Re: [PATCH 2/4] mm: introduce external memory hinting API
From: Minchan Kim
Date: Tue Jan 14 2020 - 14:12:46 EST
On Tue, Jan 14, 2020 at 11:39:28AM +0300, Kirill Tkhai wrote:
> On 13.01.2020 22:18, Daniel Colascione wrote:
> > On Mon, Jan 13, 2020, 12:47 AM Kirill Tkhai <ktkhai@xxxxxxxxxxxxx> wrote:
> >>> +SYSCALL_DEFINE5(process_madvise, int, pidfd, unsigned long, start,
> >>> + size_t, len_in, int, behavior, unsigned long, flags)
> >>
> >> I don't like the interface. The fact we have pidfd does not mean,
> >> we have to use it for new syscalls always. A user may want to set
> >> madvise for specific pid from console and pass pid as argument.
> >> pidfd would be an overkill in this case.
> >> We usually call "kill -9 pid" from console. Why shouldn't process_madvise()
> >> allow this?
> >
> > All new APIs should use pidfds: they're better than numeric PIDs
>
> Yes
>
> > in every way.
>
> No
>
> > If a program wants to allow users to specify processes by
> > numeric PID, it can parse that numeric PID, open the corresponding
> > pidfd, and then use that pidfd with whatever system call it wants.
> > It's not necessary to support numeric PIDs at the system call level to
> > allow a console program to identify a process by numeric PID.
>
> No. It is overkill. Ordinary pid interfaces also should be available.

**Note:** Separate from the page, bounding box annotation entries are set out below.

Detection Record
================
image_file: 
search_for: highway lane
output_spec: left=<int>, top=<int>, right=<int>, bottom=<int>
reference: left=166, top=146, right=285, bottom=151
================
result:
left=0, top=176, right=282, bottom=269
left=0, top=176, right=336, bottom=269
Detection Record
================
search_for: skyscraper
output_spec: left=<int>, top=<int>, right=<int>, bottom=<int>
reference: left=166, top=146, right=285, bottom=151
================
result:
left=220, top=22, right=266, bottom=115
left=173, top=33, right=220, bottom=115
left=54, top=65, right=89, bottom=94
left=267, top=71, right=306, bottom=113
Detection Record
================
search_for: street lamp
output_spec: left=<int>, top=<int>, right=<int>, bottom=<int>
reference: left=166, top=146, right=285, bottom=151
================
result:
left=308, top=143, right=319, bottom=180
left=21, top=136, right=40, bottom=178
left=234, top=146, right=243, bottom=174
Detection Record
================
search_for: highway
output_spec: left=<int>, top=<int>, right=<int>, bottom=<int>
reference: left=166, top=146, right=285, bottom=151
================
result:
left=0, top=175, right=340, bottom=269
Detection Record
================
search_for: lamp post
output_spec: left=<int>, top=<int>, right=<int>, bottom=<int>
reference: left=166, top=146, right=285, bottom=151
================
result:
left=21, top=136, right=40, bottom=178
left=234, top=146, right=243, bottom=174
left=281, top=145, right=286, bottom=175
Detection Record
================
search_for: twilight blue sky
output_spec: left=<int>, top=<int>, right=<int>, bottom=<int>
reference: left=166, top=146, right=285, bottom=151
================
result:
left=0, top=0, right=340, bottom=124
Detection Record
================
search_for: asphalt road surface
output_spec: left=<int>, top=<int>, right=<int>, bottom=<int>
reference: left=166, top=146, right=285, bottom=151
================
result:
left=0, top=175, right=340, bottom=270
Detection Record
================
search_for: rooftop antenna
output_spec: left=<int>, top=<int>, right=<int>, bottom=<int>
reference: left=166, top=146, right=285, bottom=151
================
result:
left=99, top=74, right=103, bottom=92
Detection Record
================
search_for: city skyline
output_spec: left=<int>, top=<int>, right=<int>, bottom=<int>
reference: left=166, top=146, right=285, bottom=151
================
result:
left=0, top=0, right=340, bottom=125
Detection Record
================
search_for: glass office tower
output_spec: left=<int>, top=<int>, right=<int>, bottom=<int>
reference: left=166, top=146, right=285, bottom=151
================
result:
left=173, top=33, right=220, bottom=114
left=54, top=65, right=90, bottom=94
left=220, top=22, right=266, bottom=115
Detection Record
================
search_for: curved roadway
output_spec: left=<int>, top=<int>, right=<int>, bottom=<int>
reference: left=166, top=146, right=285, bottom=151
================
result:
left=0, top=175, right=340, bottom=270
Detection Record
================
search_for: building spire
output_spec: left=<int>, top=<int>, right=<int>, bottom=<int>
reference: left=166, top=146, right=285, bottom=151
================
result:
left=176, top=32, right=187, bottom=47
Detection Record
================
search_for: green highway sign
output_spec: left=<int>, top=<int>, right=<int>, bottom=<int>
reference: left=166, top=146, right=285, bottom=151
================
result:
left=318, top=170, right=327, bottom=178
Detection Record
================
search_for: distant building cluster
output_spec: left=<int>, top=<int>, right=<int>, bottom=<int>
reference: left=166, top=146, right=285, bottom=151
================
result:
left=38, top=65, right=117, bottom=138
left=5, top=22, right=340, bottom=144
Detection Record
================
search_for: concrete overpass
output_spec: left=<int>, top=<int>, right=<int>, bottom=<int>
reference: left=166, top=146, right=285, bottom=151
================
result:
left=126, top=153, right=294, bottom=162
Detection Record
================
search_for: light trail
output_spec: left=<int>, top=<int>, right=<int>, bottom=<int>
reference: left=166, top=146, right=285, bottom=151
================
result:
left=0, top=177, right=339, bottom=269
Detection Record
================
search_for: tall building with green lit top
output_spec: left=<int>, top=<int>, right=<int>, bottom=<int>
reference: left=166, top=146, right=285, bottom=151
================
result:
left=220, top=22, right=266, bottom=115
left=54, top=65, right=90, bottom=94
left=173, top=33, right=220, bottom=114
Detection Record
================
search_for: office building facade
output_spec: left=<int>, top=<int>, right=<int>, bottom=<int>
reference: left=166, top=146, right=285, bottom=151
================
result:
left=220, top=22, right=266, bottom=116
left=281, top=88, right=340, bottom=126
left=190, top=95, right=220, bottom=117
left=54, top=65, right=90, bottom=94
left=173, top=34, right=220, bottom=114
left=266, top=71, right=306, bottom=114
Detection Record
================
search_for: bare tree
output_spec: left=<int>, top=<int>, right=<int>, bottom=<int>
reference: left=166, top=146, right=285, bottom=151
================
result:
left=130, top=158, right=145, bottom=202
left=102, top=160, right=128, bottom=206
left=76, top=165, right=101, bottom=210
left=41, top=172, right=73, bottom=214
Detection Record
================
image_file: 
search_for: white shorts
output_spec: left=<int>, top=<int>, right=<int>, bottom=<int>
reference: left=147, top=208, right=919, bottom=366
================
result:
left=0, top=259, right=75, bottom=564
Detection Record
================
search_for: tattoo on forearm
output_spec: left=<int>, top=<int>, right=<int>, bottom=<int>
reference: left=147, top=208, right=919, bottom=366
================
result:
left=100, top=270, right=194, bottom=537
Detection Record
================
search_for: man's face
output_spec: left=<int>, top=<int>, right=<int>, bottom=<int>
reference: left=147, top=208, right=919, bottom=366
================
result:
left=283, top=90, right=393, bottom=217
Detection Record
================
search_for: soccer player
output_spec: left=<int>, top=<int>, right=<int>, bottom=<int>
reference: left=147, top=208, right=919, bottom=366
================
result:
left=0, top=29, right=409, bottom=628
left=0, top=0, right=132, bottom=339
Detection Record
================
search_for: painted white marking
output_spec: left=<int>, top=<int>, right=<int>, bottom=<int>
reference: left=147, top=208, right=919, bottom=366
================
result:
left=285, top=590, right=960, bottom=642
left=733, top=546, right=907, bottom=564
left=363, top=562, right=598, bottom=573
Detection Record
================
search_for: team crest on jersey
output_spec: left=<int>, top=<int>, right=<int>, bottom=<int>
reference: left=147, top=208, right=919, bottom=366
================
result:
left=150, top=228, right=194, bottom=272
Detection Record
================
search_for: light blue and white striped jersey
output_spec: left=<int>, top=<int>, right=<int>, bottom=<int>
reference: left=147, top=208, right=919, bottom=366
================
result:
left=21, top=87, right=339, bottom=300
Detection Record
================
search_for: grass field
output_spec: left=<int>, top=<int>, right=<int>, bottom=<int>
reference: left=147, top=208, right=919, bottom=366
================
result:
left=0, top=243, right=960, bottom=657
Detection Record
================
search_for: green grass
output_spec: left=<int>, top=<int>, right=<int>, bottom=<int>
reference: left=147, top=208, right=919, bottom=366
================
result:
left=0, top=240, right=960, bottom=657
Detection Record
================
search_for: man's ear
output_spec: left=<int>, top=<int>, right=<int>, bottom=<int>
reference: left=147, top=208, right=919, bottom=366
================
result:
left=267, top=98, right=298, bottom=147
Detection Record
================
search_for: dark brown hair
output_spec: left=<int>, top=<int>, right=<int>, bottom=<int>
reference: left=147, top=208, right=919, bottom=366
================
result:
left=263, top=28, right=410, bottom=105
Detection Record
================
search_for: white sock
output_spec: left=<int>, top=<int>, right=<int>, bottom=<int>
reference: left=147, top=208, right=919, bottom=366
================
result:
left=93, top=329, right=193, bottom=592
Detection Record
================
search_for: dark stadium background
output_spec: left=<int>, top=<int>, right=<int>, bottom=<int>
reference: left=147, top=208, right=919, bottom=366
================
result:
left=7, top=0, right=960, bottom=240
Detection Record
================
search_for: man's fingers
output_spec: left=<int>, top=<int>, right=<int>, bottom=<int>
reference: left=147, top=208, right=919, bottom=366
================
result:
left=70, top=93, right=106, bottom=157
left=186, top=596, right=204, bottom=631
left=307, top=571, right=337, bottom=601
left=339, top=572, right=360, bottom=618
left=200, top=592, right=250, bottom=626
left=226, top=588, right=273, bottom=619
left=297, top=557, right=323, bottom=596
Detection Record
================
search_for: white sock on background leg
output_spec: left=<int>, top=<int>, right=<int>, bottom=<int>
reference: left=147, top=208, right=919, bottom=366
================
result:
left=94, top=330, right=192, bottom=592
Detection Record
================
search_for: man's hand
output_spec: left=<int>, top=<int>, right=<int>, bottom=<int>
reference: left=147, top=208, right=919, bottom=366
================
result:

> There are a lot of cases, when they are more comfortable. Say, a calling
> of process_madvise() from tracer, when a tracee is stopped. In this moment
> the tracer knows everything about tracee state, and pidfd brackets
> pidfd_open() and close() around actual action look just stupid, and this
> is cpu time wasting.
>
> Another example is a parent task, which manages parameters of its children.
> It knows everything about them, whether they are alive or not. Pidfd interface
> will just utilize additional cpu time here.
>
> So, no. Both interfaces should be available.
Sounds like that you want to support both options for every upcoming API
which deals with pid. I'm not sure how it's critical for process_madvise
API this case. In general, we sacrifice some performance for the nicer one
and later, once it's reported as hurdle for some workload, we could fix it
via introducing new flag. What I don't like at this moment is to make
syscall complicated with potential scenarios without real workload.